Time for base wage increases

This year’s season for annual wage negotiations has entered an important phase, as seven of the nation’s eight major automakers have fully accepted labor unions’ bonus requests, and all major electronic makers have agreed to maintain age-based automatic annual salary increases. For the first time since before the Lehman Brothers shock in the autumn of 2008, the wage situation for Japanese workers has brightened. But anticipating difficult economic conditions, the labor unions have refrained from calling for across-the-board base wage raises.

It’s conceivable that companies anticipating good business prospects might have agreed to increase base wages had the labor unions pushed for it. Both labor and management should realize that unless workers’ wage bases are raised, it will be difficult to lay a solid foundation to create a virtuous circle of economic activities.

Wage negotiations are continuing for major companies that mainly rely on domestic demand as well as for small and medium-size enterprises. If executives of these firms can foresee better business prospects, they should respond positively to labor unions’ requests. Increased wages will lead to increased consumption, thus helping to pull the Japanese economy out of two decades of deflation and putting it on a path of recovery.

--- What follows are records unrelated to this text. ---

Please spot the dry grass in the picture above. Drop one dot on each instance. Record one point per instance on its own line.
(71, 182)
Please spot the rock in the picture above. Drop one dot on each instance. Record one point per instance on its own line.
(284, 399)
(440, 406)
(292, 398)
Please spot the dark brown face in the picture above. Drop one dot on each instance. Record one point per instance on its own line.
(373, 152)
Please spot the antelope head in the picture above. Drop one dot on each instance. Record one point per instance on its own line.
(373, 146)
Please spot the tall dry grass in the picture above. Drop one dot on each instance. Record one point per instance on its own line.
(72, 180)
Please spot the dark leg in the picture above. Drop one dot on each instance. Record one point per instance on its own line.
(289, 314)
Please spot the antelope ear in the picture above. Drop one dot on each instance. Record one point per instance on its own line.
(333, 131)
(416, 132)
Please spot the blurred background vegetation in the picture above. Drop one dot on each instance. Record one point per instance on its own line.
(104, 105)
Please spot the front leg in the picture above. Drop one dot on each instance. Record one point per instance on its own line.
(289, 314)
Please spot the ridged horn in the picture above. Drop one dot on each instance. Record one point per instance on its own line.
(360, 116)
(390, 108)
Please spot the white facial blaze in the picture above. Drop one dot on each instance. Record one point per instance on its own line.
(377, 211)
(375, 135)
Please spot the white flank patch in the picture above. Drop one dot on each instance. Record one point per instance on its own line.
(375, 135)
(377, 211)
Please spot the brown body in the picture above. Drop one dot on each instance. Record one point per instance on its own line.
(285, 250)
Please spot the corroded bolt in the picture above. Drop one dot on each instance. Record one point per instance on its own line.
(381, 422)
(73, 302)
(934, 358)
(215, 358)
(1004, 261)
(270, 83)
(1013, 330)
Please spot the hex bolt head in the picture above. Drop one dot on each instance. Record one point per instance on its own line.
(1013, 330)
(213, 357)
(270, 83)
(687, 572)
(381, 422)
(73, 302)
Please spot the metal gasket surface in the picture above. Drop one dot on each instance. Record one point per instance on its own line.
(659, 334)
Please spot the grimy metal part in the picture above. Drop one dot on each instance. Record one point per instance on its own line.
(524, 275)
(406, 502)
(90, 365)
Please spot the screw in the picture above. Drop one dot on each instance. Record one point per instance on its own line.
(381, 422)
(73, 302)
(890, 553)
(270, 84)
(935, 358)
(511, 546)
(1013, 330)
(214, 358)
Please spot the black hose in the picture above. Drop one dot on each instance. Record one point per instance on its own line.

According to the Japanese Trade Union Confederation (Rengo), Japan’s largest labor organization, the average annual wage for workers in Japan has been decreasing since it peaked in 1997. Statistics from the National Tax Agency shows that it fell by about ¥450,000 from 2001 to ¥4.09 million in 2011. This suggests that the decline in wage levels is responsible for the long period of deflation.

Although the Abe administration and the Bank of Japan are trying to raise the price index by 2 percent through monetary policy, they should realize that raising price levels without increasing wages will further weaken the economy. Government, business and labor leaders should make all the more efforts to increase workers’ disposable income. They should pay attention to a recent report that some 5,000 major companies have internal reserves amounting to ¥267 trillion. Some of this money should be used to increase workers’ salaries.

But wage increases at major companies alone will not be enough to achieve a full-fledged economic recovery. Until conditions are improved for the millions of people employed at smaller firms and for the irregular workers who account for more than one-third of Japan’s labor force, they will not be willing to loosen their purse strings and help fuel an economic recovery.

Labor leaders should strive to organize such workers into labor unions, especially in the service industry where the percentage of irregular workers is very high, and make efforts to help increase their salaries. They also should pay attention to the fact that some workers, including permanent ones, are forced to work extremely long hours, sometimes leading to illness or suicide. Only when decent wages are coupled with reasonable working conditions will Japan’s economy improve and social conditions stabilize.